Grace-Marie Turner, president of the Galen Institute, a research organization that promotes free-market ideas for health reform, breaks down the consequences of Harris’ “Medicare for All” plan:

“Sen. Harris seems to believe that private insurance could survive alongside a ‘public option’ or ‘Medicare buy in.’ Both have unlimited calls on taxpayer resources, the ability to dictate prices, and no costs of capital. Private insurance would quickly wither. Her plan is a slightly-longer pathway to a single-payer, government-run health system that would eliminate choices, more than double personal and corporate incomes taxes, and drive hospitals and physicians into bankruptcy.”

Harris details her official policy plan on her campaign website and also a blog where she explained her proposal. On Harris’ blog, she says, “Right now, the American health care system is a patchwork of plans, providers and costs that have left people frustrated, powerless and insurance companies in charge. And the bottom line is that health care just costs too much.”

At the beginning of her post, she insinuates that the Affordable Care Act, also known as Obamacare, is failing. According to Harris, the current health care system, which amounts to Obamacare minus the individual mandate and with a Medicaid expansion heavily altered thanks to the Supreme Court, is a patchwork of plans that costs too much.

Heading into the second round of Democratic debates, former Vice President Joe Biden is praising Obama’s health policy and has announced that his health care plan will expand on the existing Obamacare outline. Meanwhile, Sanders is claiming that Obamacare does not go far enough to provide health care to Americans. Harris is attempting to navigate between them.

This creates a difficult challenge: Does Harris believe Obamacare is a success, therefore implying voters should give Biden credit? Or does Harris believe Obamacare is not going far enough, and will she join Sanders in touting the failures of Obamacare?

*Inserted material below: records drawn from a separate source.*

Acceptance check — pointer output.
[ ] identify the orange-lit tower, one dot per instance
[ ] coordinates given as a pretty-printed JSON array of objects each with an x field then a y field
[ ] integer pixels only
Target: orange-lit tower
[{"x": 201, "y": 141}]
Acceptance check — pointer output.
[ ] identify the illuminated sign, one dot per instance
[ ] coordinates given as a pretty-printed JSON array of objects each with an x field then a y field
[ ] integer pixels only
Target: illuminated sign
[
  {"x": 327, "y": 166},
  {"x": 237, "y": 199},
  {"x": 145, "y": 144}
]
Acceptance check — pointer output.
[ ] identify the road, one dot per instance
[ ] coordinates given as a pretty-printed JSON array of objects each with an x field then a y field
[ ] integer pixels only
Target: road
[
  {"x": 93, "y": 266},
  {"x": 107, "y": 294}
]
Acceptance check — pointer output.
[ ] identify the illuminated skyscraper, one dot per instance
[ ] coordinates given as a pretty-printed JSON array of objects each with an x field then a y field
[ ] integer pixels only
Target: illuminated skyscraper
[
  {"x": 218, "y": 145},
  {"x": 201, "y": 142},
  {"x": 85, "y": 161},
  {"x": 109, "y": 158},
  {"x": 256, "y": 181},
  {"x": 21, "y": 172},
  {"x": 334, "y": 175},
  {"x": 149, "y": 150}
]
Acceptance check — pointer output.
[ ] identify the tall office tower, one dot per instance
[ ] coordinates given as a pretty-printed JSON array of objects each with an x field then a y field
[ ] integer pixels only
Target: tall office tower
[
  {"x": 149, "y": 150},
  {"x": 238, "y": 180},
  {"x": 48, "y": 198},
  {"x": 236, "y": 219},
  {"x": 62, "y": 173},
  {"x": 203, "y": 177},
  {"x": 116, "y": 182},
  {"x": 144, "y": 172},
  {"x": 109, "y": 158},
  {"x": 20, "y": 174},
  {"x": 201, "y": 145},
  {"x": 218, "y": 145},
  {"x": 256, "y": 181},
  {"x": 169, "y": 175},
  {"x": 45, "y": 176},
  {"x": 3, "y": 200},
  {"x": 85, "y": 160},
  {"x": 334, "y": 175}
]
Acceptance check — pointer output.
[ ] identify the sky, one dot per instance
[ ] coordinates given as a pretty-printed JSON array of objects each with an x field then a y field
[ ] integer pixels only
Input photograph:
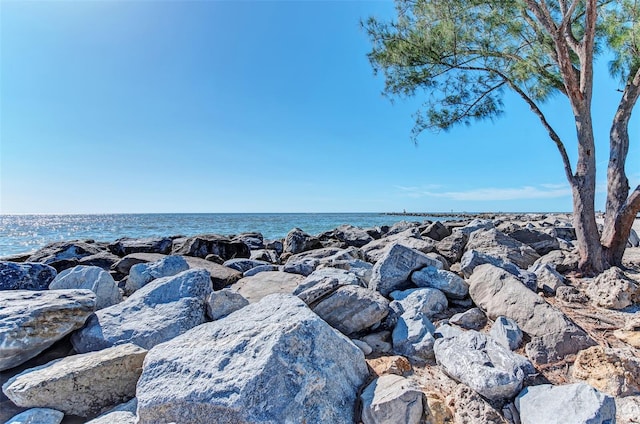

Her campaign website’s policy proposal would lead us to believe Harris falls closer to the side of Sanders. Given how critical Harris has been of the Biden campaign, if she does agree that Obamacare was a success, then it will be difficult for her genuinely to attack Biden in the second round of Democratic debates over the health care plan that was the administration’s signature policy.

Harris has benefitted greatly in the polls from attacking Biden, which also leads us to believe Harris will attack Biden on Obamacare — potentially on Obamacare’s lack of attack toward private health insurance.

Harris is polling in fourth at 11.8%, behind Biden and Sanders, while Sen. Elizabeth Warren is polling at 14.5%. Harris’ polling numbers did increase dramatically after the first round of Democratic debates when she attacked Biden over the issue of race. But another fight with Biden may not be enough.

Many pundits, as well as Democratic voters, have referenced Warren’s unique plans and serious policy proposals as a reason for her campaign’s growing support and success. If Harris is hoping to gain supporters from those polling in the top three, she’s going to need to come up with unique policy proposals that have helped propel campaigns such as Warren’s.